Tony Black with other State Archives staff members during a disaster recovery exercise, 2006, Archives and Information Services Division records.

Tony Black with other State Archives staff members during a disaster recovery exercise, 2006, Archives and Information Services Division records.

Born in Roswell, New Mexico, and raised in El Paso, Texas, Tony’s passion for history began early. Tony received a B.A. in history from the University of Texas at El Paso in 1968, and followed by an M.A. in medieval history from the University of Texas at Austin in 1970. After a year in Spain, researching the socio-economic structure of Vic (a Catalan city) during the 1390s, Tony returned to El Paso to teach United States history, where he met and married his wife, Carole. Tony never lost his love of teaching. After the couple returned to Austin, Tony began teaching U.S. History at Austin Community College, which he continued to do while employed full time at TSLAC. Tony began work at the Texas State Library and Archives Commission in the Library Development Division in 1981. He then worked briefly in the Secretary of State’s office, administering one of the ethics laws for the Campaign and Ethics section of the Elections Division, followed by a job editing the Texas Administrative Code for the Texas Register Division, but he returned to TSLAC in 1984.
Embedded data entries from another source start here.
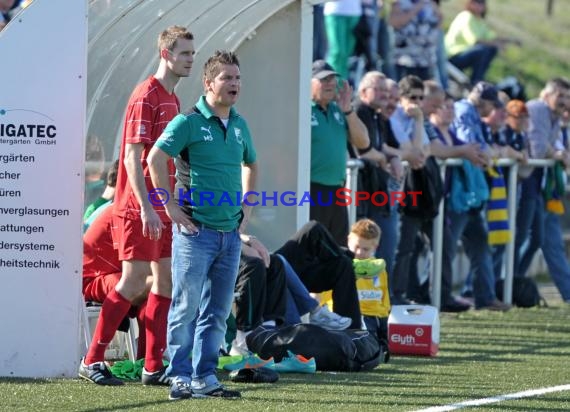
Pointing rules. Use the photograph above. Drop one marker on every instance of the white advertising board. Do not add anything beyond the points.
(42, 129)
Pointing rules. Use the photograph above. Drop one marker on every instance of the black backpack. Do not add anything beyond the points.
(345, 350)
(525, 292)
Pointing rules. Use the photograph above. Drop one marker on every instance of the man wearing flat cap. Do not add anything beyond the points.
(334, 125)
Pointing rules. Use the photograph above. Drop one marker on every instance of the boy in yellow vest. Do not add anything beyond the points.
(371, 276)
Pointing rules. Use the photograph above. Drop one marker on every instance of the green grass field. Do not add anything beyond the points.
(482, 354)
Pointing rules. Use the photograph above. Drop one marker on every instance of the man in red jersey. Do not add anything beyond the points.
(137, 223)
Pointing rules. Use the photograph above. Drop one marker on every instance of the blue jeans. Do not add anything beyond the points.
(471, 228)
(204, 270)
(530, 225)
(478, 58)
(299, 301)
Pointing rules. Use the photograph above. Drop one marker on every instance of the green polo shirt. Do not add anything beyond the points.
(208, 166)
(329, 136)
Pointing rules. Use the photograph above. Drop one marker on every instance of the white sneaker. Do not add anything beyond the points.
(329, 320)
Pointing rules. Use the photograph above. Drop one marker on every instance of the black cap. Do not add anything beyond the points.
(487, 91)
(322, 69)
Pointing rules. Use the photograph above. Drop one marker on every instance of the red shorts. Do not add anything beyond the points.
(132, 245)
(98, 288)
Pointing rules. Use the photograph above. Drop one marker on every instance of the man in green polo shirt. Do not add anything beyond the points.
(333, 126)
(213, 149)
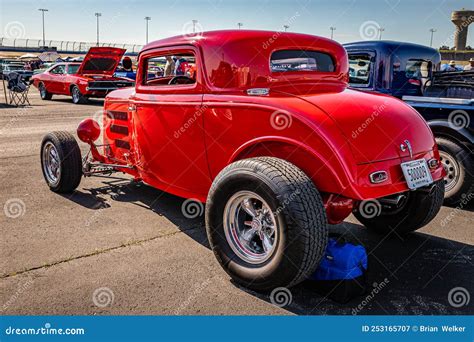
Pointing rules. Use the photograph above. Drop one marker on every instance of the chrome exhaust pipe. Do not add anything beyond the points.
(393, 201)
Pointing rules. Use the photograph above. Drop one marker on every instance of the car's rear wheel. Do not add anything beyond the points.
(416, 211)
(77, 97)
(61, 162)
(266, 223)
(45, 95)
(459, 167)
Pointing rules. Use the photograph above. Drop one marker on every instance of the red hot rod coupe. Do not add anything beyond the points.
(267, 133)
(91, 78)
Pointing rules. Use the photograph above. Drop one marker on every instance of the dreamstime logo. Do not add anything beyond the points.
(14, 30)
(102, 297)
(281, 296)
(370, 208)
(465, 199)
(192, 208)
(14, 208)
(377, 287)
(281, 120)
(369, 30)
(192, 29)
(458, 297)
(459, 119)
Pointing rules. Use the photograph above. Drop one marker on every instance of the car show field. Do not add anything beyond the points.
(140, 248)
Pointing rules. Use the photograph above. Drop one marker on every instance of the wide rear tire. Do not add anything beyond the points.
(61, 162)
(283, 197)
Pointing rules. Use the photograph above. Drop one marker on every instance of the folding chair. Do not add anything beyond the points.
(18, 89)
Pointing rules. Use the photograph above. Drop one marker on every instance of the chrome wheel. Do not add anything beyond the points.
(250, 227)
(451, 166)
(51, 163)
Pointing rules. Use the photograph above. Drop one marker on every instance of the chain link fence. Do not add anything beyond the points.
(62, 45)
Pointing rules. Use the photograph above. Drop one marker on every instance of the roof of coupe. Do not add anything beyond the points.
(251, 50)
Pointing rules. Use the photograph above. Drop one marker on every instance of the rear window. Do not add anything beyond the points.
(100, 64)
(301, 60)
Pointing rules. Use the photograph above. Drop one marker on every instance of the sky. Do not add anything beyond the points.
(123, 21)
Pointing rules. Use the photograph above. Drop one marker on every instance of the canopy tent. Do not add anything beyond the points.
(28, 56)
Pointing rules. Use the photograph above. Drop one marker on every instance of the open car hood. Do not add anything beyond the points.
(101, 60)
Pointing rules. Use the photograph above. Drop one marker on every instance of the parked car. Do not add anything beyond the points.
(91, 78)
(269, 149)
(444, 99)
(17, 68)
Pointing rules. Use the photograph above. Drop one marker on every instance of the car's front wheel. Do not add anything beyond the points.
(459, 167)
(416, 210)
(266, 223)
(61, 162)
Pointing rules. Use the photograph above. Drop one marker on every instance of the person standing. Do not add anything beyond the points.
(470, 66)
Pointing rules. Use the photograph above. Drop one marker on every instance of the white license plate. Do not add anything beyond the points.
(417, 174)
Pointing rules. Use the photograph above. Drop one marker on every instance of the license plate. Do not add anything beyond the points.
(417, 174)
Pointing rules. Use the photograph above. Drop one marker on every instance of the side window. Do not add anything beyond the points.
(168, 69)
(360, 66)
(60, 69)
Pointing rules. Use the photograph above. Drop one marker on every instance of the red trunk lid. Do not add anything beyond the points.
(101, 60)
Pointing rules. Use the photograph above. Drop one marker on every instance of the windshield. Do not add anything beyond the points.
(417, 69)
(359, 69)
(301, 60)
(72, 69)
(14, 67)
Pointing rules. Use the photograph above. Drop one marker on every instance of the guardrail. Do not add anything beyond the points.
(62, 46)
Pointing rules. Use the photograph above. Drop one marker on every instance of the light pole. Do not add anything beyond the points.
(431, 39)
(381, 29)
(97, 14)
(147, 19)
(42, 15)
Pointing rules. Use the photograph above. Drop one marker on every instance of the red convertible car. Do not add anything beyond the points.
(266, 132)
(91, 78)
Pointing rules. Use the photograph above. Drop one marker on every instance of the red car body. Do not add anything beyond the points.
(93, 77)
(179, 137)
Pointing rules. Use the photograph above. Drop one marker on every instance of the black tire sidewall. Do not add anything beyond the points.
(465, 163)
(240, 270)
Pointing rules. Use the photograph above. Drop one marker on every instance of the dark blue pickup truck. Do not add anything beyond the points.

Tony was devoted to his wife Carole, sister Pam, and his much-discussed dogs. He was also known for lovely cello playing during the annual TSLAC holiday fundraiser.

Justifiably proud of his work at TSLAC, Tony once exclaimed to a researcher, “I have the perfect job!” His legacy is clear in his many processing and appraisal projects, the archivists he mentored, and the researchers he helped.